The most pressing concern is safety in humans, which is necessary in order to develop a viable treatment option. The effects of foreign proteins can be wide-ranging, from harm caused to natural flora to allergic reactions and adverse interactions with medications. Human intestinal flora includes potentially beneficial biofilms (Macfarlane and Dillon, 2007), so care would need to be taken to ensure that the phages selected for therapy were specific enough so as not to disrupt the natural balance of those beneficial biofilm-forming bacteria. Like Crevel et al. in 2002, we propose that antifreeze proteins that come from common food products are not dangerously toxic when consumed; however, there is very little data on the safety of undigested AFPs being released into the body. AFGP8 (not one of the proteins we tested) has been shown to be cytotoxic to human embryonic liver and kidney cells at sufficiently high concentrations (Liu et al. 2007), and a preparation equivalent to MaAFP, one of the proteins characterized through our research, was determined to have no toxic effects, and no adverse effects in individuals with allergies to the organism of origin (Hall-Manning et al. 2004). These widely different results are to be expected. Due to the hugely diverse structure of AFPs, generalization of such toxicity studies is unlikely to provide any useful insight. Instead, further research will be needed on individual AFPs in order to determine their safety for use in humans.
Another potential safety concern unique to our proposed lysogenic phage therapy would be the issue of modified DNA, by necessity, entering the environment. The transfer of genetic material from lysogenic phages (also known as prophages) to bacteria has been shown to have long-term effects: bacteria and their specific phages co-evolve, with phage DNA being responsible for much of their related bacteria’s genetic diversification. Some bacteria even require the presence of phages to cause certain diseases (Brϋssow et al. 2004). The long-term ecological impact of AFP-secreting bacterial cells in the environment is unknown and must be explored further.
References
Brüssow, Harald, Carlos Canchaya, and Wolf-Dietrich Hardt. 2004. Phages and the Evolution of Bacterial Pathogens: from Genomic Rearrangements to Lysogenic Conversion. Microbiology and Molecular Biology Reviews 68 (3):560-602.

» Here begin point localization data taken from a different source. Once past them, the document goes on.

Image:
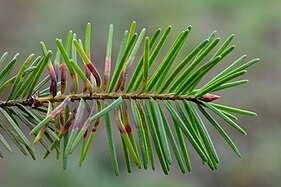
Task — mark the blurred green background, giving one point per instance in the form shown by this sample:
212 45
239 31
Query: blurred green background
257 26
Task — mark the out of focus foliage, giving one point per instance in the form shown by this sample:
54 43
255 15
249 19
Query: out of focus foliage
256 23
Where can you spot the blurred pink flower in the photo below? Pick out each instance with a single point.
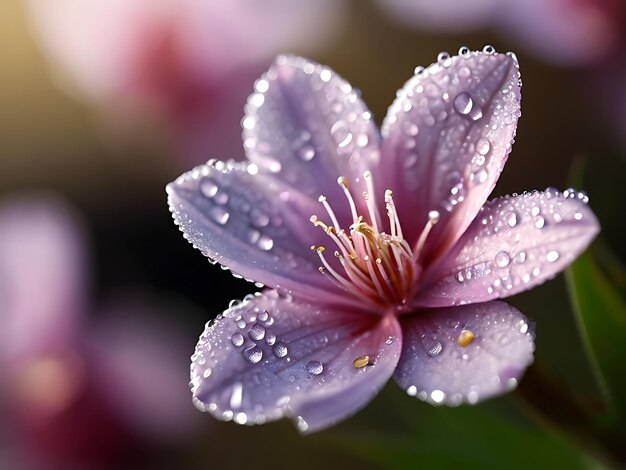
(73, 389)
(185, 63)
(567, 32)
(409, 276)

Carlton, R. M. Phage therapy: past history and future prospects. (0004-069X (Print)).
Crevel, R. W., M. J. Fedyk Jk Fau - Spurgeon, and M. J. Spurgeon. Antifreeze proteins: characteristics, occurrence and human exposure. (0278-6915 (Print)).

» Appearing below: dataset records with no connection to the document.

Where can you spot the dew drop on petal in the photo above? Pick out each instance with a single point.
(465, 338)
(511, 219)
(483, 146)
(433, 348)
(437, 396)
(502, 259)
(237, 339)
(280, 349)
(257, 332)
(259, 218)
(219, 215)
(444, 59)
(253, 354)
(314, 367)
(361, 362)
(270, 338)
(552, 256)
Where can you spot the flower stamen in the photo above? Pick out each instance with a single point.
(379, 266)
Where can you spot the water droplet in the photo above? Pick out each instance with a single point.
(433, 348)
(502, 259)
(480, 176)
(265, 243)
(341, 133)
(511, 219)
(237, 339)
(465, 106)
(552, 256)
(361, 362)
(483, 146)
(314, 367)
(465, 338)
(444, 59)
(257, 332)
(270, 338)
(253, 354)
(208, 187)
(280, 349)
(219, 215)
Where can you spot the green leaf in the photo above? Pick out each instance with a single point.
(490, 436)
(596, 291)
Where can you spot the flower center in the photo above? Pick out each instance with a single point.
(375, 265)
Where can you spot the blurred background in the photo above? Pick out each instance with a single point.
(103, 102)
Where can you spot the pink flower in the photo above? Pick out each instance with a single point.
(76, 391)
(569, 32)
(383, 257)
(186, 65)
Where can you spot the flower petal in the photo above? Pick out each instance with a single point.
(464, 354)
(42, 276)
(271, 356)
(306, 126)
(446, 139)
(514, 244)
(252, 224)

Hall-Manning, T., A. M. Spurgeon M Fau - Wolfreys, A. P. Wolfreys Am Fau - Baldrick, and A. P. Baldrick. Safety evaluation of ice-structuring protein (ISP) type III HPLC 12 preparation. Lack of genotoxicity and subchronic toxicity. (0278-6915 (Print)).
Liu, S., Elisabeth von Wang W Fau - Moos, Jessica Moos Ev Fau - Jackman, Geoff Jackman J Fau - Mealing, Robert Mealing G Fau - Monette, Robert N. Monette R Fau - Ben, and R. N. Ben. In vitro studies of antifreeze glycoprotein (AFGP) and a C-linked AFGP analogue. (1525-7797 (Print)).
Macfarlane, S., and J. F. Dillon. Microbial biofilms in the human gastrointestinal tract. (1364-5072 (Print)).